Re: [PATCH v3] diff: check range before dereferencing an array element

Jeff King <peff@xxxxxxxx> · Tue, 29 Apr 2025 19:33:14 -0400

On Tue, Apr 29, 2025 at 03:37:35PM -0700, Junio C Hamano wrote:

> Jeff King <peff@xxxxxxxx> writes:
> 
> >> @@ -892,7 +892,7 @@ static void fill_es_indent_data(struct emitted_diff_symbol *es)
> >>  
> >>  	/* skip any \v \f \r at start of indentation */
> >>  	while (s[off] == '\f' || s[off] == '\v' ||
> >> -	       (s[off] == '\r' && off < len - 1))
> >> +	       (off < len - 1 && s[off] == '\r'))
> >>  		off++;
> >
> > ...since the same pattern exists for the other s[off] checks, is it
> > worth future-proofing this like:
> >
> >   while (off < len - 1 &&
> >          (s[off] == '\f' || s[off] == '\v' || s[off] == '\r')
> >
> > ?
> 
> But doesn't it change the semantics?
> 
> s[off] == '\f', even if off is at the end of the string, i.e. (off
> == len - 1), must trigger the off++ increment.
> 
> On the other hand, CR that is the part of CRLF at the end of line is
> *not* treated like other funny whitespace control characters.  This
> "is off not at the end of line, if so check CR" comparison is about
> that.

Ah, you're right. I was reading the offset check as "are we past the end
of string" (guided by CodeQL's complaint), and if that were the case the
logic would apply equally to all values we are checking.

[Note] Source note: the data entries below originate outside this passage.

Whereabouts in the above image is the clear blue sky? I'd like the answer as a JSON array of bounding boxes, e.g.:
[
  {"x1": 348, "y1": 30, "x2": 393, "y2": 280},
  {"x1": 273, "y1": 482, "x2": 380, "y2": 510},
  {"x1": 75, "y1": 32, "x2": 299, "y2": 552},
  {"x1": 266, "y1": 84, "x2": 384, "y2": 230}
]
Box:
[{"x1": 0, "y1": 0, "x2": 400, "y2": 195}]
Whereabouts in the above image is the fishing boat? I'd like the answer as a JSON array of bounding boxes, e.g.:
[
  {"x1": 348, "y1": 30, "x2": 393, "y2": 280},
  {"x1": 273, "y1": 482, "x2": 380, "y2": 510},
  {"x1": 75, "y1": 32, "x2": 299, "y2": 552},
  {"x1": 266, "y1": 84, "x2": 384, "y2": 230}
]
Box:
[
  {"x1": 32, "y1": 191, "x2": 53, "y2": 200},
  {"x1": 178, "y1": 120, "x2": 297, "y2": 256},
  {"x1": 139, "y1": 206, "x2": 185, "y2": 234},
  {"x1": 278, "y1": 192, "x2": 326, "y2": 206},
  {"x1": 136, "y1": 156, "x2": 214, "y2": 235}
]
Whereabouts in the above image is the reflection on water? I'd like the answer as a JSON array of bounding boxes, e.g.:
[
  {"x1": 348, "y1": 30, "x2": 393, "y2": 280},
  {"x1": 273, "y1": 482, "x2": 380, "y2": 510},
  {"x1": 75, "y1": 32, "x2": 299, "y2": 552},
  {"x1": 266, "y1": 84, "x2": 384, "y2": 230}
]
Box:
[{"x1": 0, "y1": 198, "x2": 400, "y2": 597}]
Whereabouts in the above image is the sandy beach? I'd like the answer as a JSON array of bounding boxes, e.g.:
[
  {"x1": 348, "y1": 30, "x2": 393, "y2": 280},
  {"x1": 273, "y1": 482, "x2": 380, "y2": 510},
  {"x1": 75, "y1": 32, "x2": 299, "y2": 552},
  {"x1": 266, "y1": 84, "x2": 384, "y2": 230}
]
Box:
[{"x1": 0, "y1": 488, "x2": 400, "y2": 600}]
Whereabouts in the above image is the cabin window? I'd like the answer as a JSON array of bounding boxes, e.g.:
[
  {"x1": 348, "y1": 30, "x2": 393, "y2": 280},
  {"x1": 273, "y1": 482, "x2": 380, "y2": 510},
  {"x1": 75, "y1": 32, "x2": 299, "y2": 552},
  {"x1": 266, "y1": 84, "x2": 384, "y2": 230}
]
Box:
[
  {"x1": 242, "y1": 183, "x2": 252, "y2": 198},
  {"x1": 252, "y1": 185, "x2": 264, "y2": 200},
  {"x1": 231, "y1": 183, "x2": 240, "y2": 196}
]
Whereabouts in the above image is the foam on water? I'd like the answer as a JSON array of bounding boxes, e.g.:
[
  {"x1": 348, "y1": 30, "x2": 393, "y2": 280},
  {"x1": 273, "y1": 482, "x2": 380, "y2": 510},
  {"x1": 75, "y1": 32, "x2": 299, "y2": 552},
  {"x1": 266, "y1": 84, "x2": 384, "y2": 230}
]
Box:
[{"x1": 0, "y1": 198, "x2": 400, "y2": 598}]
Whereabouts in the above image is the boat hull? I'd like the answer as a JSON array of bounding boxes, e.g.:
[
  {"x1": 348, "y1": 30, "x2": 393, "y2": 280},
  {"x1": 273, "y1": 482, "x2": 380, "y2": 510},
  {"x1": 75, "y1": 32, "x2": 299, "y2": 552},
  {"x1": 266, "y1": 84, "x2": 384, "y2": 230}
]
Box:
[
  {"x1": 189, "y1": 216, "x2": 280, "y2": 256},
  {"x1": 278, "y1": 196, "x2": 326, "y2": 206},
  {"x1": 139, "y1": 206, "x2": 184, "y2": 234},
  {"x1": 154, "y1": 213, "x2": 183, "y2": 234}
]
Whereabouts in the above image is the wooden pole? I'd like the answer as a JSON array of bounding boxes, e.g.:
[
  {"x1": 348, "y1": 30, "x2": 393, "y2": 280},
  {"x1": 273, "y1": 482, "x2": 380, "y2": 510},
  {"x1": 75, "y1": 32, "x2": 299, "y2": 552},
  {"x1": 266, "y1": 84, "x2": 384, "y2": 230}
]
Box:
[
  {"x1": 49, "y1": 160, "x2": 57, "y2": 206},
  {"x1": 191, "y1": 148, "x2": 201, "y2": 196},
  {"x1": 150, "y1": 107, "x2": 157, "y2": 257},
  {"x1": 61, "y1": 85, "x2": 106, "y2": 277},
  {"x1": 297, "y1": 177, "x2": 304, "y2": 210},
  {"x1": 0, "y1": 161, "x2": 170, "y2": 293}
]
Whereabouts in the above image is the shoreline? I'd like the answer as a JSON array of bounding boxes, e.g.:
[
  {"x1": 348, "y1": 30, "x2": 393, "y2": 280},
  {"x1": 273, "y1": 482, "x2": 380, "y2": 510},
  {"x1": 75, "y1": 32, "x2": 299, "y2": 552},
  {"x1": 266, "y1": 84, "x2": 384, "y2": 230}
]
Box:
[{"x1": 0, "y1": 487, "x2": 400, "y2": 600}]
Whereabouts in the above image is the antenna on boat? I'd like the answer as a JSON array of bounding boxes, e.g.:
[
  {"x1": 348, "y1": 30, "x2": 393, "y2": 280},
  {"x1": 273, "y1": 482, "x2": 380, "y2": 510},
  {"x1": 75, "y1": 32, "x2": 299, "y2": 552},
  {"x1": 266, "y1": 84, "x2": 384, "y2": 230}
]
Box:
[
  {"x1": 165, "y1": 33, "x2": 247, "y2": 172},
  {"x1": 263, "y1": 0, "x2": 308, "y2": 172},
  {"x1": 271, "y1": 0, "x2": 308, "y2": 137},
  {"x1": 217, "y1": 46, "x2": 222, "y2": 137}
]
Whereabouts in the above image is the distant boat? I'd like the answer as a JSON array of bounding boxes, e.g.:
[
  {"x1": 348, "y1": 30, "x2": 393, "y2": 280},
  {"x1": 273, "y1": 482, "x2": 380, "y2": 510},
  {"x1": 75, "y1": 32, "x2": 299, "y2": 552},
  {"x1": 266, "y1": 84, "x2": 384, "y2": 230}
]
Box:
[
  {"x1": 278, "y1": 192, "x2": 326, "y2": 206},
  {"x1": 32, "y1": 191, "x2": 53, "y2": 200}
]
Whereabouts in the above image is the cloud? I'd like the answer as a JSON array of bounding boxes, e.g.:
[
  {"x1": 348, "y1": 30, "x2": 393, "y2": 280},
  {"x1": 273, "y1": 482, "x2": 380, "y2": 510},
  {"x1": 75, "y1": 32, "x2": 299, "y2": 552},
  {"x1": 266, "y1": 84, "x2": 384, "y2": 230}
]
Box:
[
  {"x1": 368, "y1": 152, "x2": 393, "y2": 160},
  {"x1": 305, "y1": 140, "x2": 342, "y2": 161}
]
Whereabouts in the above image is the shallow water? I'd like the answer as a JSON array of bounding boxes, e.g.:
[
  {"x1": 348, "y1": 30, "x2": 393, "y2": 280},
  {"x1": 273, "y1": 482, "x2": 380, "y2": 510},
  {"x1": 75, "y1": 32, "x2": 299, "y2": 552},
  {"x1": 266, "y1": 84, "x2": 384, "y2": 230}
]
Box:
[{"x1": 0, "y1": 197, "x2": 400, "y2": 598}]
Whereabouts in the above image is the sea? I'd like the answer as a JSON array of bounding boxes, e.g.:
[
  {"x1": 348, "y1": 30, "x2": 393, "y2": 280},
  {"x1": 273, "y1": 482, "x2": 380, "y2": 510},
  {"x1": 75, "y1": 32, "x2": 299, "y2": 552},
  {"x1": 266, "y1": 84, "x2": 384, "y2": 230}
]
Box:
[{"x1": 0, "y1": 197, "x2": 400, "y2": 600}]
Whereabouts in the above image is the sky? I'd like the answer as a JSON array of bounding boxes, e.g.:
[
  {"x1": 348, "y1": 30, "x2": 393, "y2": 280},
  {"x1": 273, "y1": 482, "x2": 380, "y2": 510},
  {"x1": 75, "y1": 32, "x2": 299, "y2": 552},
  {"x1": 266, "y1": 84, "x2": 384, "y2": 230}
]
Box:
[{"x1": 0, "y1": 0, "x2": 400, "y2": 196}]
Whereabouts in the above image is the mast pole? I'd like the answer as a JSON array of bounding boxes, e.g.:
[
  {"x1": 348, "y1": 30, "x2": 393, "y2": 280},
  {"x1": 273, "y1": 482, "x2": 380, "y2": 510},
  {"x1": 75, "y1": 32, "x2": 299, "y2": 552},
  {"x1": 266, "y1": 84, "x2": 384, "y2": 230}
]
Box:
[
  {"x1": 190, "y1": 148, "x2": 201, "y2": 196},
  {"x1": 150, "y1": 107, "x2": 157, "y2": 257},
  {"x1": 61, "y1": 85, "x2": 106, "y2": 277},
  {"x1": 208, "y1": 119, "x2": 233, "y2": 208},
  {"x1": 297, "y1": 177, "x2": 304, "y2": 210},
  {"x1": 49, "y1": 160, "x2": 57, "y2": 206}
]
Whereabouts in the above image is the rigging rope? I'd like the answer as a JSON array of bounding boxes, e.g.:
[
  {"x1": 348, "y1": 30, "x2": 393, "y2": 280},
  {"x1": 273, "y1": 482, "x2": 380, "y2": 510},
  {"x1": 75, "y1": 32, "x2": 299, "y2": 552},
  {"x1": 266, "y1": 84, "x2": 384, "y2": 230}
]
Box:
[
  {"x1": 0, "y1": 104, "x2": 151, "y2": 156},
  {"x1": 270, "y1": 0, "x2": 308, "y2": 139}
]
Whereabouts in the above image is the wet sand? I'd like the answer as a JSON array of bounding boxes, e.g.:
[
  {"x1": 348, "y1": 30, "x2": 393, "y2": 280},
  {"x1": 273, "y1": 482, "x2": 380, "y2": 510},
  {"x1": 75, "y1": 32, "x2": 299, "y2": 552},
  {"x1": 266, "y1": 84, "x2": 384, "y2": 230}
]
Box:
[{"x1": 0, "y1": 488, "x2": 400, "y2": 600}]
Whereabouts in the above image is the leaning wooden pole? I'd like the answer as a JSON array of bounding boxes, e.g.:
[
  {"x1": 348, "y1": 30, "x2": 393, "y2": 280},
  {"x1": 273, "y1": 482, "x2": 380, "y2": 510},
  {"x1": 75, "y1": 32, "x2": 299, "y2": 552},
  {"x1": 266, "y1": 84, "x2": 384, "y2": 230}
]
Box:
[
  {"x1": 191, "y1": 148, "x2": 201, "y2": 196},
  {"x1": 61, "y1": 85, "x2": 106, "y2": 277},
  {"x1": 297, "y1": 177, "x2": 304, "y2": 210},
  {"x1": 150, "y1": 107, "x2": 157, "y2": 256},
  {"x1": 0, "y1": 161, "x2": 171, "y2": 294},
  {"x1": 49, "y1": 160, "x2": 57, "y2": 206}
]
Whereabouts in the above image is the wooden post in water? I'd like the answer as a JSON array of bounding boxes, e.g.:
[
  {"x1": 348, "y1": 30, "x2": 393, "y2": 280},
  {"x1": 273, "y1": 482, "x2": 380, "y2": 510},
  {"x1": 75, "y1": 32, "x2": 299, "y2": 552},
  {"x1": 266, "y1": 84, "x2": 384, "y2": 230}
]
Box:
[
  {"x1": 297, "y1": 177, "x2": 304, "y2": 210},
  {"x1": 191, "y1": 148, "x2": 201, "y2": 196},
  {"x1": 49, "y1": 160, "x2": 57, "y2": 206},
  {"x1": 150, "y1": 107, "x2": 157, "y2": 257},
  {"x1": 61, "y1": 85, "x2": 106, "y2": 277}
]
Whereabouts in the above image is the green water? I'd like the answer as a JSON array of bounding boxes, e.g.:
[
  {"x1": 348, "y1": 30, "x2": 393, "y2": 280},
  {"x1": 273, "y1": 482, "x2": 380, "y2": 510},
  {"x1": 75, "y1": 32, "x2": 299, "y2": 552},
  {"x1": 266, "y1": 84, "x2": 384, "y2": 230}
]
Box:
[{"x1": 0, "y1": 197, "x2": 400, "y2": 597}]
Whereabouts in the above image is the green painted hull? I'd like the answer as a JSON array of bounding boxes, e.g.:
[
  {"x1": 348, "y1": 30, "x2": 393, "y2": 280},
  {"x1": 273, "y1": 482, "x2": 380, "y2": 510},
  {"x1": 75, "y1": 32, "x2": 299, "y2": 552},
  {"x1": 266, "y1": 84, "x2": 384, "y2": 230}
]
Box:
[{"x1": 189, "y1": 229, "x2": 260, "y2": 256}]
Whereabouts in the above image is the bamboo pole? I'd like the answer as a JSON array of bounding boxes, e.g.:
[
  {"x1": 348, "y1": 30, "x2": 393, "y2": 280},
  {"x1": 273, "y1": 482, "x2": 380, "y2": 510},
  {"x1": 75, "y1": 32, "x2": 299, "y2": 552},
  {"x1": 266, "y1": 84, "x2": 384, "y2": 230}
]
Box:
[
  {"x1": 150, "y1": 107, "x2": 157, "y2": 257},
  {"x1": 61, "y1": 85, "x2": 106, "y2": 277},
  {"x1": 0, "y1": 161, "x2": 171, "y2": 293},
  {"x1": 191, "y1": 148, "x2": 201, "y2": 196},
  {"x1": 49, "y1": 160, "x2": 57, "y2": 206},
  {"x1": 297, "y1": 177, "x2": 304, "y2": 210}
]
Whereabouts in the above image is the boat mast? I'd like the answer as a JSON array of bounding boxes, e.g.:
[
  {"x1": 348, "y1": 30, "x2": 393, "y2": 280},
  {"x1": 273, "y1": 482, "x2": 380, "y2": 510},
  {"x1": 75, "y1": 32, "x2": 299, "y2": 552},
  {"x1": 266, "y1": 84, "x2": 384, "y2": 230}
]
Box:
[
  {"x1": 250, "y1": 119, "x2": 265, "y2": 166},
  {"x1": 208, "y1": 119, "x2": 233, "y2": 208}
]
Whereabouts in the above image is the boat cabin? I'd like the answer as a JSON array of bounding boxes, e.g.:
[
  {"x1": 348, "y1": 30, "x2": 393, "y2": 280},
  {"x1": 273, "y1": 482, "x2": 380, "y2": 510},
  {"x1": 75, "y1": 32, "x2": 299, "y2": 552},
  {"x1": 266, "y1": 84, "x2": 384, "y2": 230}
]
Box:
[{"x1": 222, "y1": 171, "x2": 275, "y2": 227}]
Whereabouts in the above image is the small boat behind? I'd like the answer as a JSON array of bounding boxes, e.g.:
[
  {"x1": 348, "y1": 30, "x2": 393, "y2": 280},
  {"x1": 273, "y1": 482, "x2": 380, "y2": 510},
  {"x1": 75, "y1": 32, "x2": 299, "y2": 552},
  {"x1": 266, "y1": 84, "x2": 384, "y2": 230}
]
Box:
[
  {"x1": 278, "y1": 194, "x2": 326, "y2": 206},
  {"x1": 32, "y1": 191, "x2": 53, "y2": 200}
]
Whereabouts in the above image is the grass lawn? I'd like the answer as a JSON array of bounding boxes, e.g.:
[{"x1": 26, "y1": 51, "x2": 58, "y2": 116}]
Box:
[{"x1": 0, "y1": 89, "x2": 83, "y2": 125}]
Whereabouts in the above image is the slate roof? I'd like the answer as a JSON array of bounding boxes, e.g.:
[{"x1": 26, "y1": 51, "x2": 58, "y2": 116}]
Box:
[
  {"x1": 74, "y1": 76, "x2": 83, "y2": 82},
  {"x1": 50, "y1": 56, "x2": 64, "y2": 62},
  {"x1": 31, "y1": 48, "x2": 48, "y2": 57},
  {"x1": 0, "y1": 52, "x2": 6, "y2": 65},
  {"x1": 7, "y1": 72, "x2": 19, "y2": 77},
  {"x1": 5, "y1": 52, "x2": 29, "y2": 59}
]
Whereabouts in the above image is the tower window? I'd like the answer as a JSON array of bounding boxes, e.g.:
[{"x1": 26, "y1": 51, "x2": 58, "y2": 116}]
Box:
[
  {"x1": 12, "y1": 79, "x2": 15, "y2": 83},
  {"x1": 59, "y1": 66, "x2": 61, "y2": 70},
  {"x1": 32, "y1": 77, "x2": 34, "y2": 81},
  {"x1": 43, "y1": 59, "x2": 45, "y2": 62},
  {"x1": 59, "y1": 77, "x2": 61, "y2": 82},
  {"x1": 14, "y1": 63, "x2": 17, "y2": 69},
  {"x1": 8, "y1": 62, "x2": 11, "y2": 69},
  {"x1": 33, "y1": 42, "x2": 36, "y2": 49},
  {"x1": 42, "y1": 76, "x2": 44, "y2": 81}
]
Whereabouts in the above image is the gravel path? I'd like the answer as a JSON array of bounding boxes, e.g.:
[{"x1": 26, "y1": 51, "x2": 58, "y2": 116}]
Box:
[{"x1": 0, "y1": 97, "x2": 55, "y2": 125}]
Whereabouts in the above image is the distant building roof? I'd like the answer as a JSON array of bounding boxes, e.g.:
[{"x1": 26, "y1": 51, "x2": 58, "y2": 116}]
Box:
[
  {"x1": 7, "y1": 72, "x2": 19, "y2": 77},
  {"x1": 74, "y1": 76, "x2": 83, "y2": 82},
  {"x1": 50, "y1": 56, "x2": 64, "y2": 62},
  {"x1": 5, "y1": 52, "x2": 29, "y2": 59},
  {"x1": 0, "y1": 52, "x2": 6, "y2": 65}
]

But that is not what is going on at all. The offset check is for "len -
1", and so is "do not do this one CR match for the final character of
the string". And thus applying it elsewhere is wrong.

And CodeQL's false positive is doubly wrong. We do not even need to say
"the string is NUL-terminated, so it is OK in this case to look past the
end-of-string". The check is not even a string bounds check at all.

-Peff